IMAS-Python provides convenient access to Data Dictionary metadata of any IDS node through the metadata attribute:

>>> import imas
>>> core_profiles = imas.IDSFactory().core_profiles()
>>> core_profiles.metadata
<IDSMetadata for 'core_profiles'>
>>> core_profiles.time.metadata
<IDSMetadata for 'time'>
>>> # etc.

In this lesson we will show how to work with this metadata by exploring a couple of use cases.

Overview of available metadata

The data dictionary metadata that is parsed by IMAS-Python is listed in the API documentation for IDSMetadata.

Note that not all metadata from the IMAS Data Dictionary is parsed by IMAS-Python. This metadata is still accessible on the metadata attribute. You can use imas.util.inspect() to get an overview of all metadata associated to an element in an IDS.

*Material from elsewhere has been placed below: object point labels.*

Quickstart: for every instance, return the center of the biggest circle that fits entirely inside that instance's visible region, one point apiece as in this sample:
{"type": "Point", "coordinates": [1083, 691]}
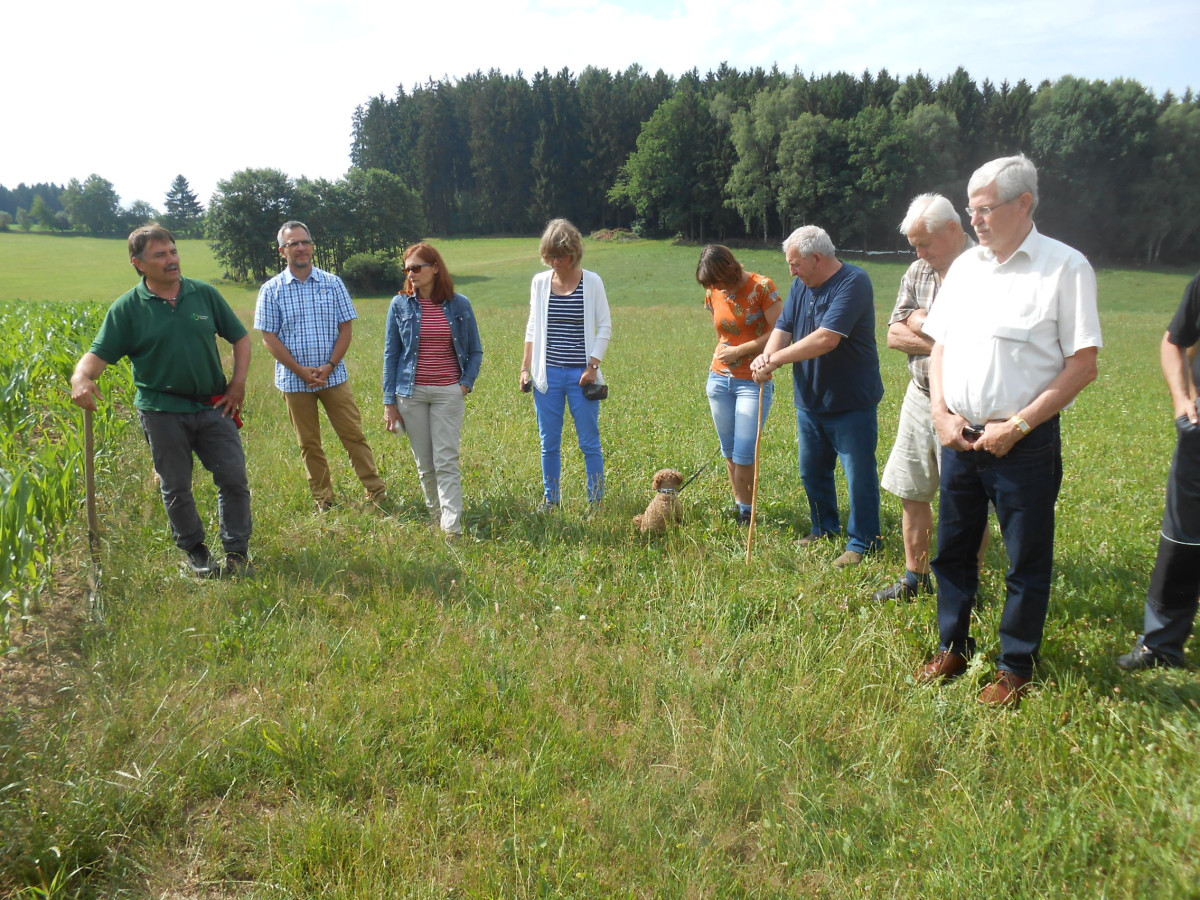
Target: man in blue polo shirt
{"type": "Point", "coordinates": [306, 317]}
{"type": "Point", "coordinates": [827, 331]}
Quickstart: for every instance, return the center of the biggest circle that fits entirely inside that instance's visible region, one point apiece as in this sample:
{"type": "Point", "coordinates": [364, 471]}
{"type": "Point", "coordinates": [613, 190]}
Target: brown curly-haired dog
{"type": "Point", "coordinates": [665, 508]}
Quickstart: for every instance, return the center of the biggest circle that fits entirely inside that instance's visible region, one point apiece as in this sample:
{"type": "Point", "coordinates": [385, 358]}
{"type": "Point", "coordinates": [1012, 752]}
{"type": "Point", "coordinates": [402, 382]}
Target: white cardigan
{"type": "Point", "coordinates": [597, 323]}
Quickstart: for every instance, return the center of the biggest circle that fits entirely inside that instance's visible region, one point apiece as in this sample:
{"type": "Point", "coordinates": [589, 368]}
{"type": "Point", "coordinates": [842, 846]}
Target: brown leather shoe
{"type": "Point", "coordinates": [1006, 691]}
{"type": "Point", "coordinates": [946, 666]}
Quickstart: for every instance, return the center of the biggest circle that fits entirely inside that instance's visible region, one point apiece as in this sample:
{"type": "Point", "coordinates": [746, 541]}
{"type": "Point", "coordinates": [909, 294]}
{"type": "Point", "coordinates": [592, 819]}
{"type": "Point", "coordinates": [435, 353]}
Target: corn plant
{"type": "Point", "coordinates": [41, 442]}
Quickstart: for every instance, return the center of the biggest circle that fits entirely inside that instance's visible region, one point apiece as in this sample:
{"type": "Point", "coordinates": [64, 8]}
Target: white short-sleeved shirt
{"type": "Point", "coordinates": [1007, 328]}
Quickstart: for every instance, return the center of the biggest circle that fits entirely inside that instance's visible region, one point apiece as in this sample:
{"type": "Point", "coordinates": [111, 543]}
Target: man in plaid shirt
{"type": "Point", "coordinates": [306, 317]}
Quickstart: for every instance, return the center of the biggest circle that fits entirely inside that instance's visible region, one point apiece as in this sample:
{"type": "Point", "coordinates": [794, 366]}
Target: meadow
{"type": "Point", "coordinates": [558, 706]}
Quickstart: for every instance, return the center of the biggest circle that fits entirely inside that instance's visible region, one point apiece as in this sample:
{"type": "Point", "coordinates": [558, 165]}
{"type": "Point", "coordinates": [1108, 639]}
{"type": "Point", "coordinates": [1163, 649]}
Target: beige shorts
{"type": "Point", "coordinates": [913, 467]}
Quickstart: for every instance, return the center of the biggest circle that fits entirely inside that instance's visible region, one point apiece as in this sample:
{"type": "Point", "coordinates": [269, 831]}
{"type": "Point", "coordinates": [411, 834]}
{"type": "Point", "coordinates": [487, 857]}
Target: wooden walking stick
{"type": "Point", "coordinates": [95, 600]}
{"type": "Point", "coordinates": [754, 492]}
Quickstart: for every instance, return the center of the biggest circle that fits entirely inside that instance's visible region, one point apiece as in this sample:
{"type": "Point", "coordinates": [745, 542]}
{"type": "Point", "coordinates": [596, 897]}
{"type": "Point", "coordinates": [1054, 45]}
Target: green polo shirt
{"type": "Point", "coordinates": [173, 348]}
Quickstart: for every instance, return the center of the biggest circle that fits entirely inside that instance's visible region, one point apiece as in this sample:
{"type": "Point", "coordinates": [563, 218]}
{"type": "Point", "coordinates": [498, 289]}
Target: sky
{"type": "Point", "coordinates": [143, 95]}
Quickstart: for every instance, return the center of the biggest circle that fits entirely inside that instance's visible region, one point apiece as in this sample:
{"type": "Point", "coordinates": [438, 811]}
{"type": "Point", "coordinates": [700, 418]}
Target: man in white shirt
{"type": "Point", "coordinates": [1017, 335]}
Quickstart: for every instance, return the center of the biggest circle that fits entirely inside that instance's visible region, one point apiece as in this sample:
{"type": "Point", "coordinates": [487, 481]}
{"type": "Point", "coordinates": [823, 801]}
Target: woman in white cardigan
{"type": "Point", "coordinates": [565, 340]}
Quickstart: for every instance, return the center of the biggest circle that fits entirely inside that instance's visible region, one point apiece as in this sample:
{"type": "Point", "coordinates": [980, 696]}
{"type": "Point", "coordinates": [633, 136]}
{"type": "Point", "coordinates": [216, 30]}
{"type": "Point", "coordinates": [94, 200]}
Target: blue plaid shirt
{"type": "Point", "coordinates": [305, 315]}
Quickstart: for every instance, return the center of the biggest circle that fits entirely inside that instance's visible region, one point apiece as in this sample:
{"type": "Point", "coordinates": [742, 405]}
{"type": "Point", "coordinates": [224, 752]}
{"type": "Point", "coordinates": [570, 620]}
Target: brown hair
{"type": "Point", "coordinates": [147, 233]}
{"type": "Point", "coordinates": [561, 240]}
{"type": "Point", "coordinates": [443, 285]}
{"type": "Point", "coordinates": [718, 268]}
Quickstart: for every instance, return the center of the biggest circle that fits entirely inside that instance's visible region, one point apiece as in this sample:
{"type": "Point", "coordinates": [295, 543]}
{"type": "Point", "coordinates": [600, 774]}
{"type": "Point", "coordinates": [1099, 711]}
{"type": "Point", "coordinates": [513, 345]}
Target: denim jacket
{"type": "Point", "coordinates": [403, 336]}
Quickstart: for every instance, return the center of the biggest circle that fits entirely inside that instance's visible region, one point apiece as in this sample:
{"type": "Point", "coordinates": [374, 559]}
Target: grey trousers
{"type": "Point", "coordinates": [433, 420]}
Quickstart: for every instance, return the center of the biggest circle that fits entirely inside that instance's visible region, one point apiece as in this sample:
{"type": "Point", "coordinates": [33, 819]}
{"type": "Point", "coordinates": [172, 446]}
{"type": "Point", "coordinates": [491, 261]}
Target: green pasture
{"type": "Point", "coordinates": [559, 707]}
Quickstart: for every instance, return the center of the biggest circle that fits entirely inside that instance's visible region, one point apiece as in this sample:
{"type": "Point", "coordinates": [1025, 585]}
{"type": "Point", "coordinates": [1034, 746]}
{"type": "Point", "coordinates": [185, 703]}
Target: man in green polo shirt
{"type": "Point", "coordinates": [168, 325]}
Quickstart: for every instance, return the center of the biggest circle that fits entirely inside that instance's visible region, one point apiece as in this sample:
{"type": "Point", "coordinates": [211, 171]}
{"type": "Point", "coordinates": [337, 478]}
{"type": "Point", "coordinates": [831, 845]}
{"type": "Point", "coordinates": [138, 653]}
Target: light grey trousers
{"type": "Point", "coordinates": [433, 421]}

Example showing all metadata for some core_profiles elements.
>>> import imas
>>> core_profiles = imas.IDSFactory().core_profiles()
>>> imas.util.inspect(core_profiles.metadata)
╭---- <class 'imas.ids_metadata.IDSMetadata'> -----╮
│ Container for IDS Metadata                         │
│                                                    │
│ ╭------------------------------------------------╮ │
│ │ <IDSMetadata for 'core_profiles'>              │ │
│ ╰------------------------------------------------╯ │
│                                                    │
│   alternative_coordinates = ()                     │
│               coordinates = ()                     │
│       coordinates_same_as = ()                     │
│                 data_type = None                   │
│             documentation = 'Core plasma profiles' │
│     lifecycle_last_change = '3.39.0'               │
│          lifecycle_status = 'active'               │
│         lifecycle_version = '3.1.0'                │
│                  maxoccur = 15                     │
│                      name = 'core_profiles'        │
│                      ndim = 0                      │
│                      path = IDSPath('')            │
│                  path_doc = ''                     │
│               path_string = ''                     │
│ specific_validation_rules = 'yes'                  │
│              timebasepath = ''                     │
│                      type = <IDSType.NONE: None>   │
│                     units = ''                     │
╰----------------------------------------------------╯
>>> imas.util.inspect(core_profiles.time.metadata)
╭------ <class 'imas.ids_metadata.IDSMetadata'> -------╮
│ Container for IDS Metadata                             │
│                                                        │
│ ╭----------------------------------------------------╮ │
│ │ <IDSMetadata for 'time'>                           │ │
│ ╰----------------------------------------------------╯ │
│                                                        │
│ alternative_coordinates = ()                           │
│             coordinate1 = IDSCoordinate('1...N')       │
│             coordinates = (IDSCoordinate('1...N'),)    │
│     coordinates_same_as = (IDSCoordinate(''),)         │
│               data_type = <IDSDataType.FLT: 'FLT'>     │
│           documentation = 'Generic time'               │
│                maxoccur = None                         │
│                    name = 'time'                       │
│                    ndim = 1                            │
│                    path = IDSPath('time')              │
│                path_doc = 'time(:)'                    │
│             path_string = 'time'                       │
│            timebasepath = 'time'                       │
│                    type = <IDSType.DYNAMIC: 'dynamic'> │
│                   units = 's'                          │
╰--------------------------------------------------------╯

Coordinate metadata

The Data Dictionary has coordinate information on all non-scalar nodes: arrays of structures and data nodes that are not 0D. These coordinate descriptions can become quite complicated, but summarized they come in two categories:

  1. Coordinates are indices.

    This is indicated by the Data Dictionary as coordinate = 1...{x}. Here {x} can be a number (e.g. 1...3), which means that this dimension should have exactly x elements. {x} can also be a literal N: 1...N, meaning that the size of this dimension does not have a predetermined size.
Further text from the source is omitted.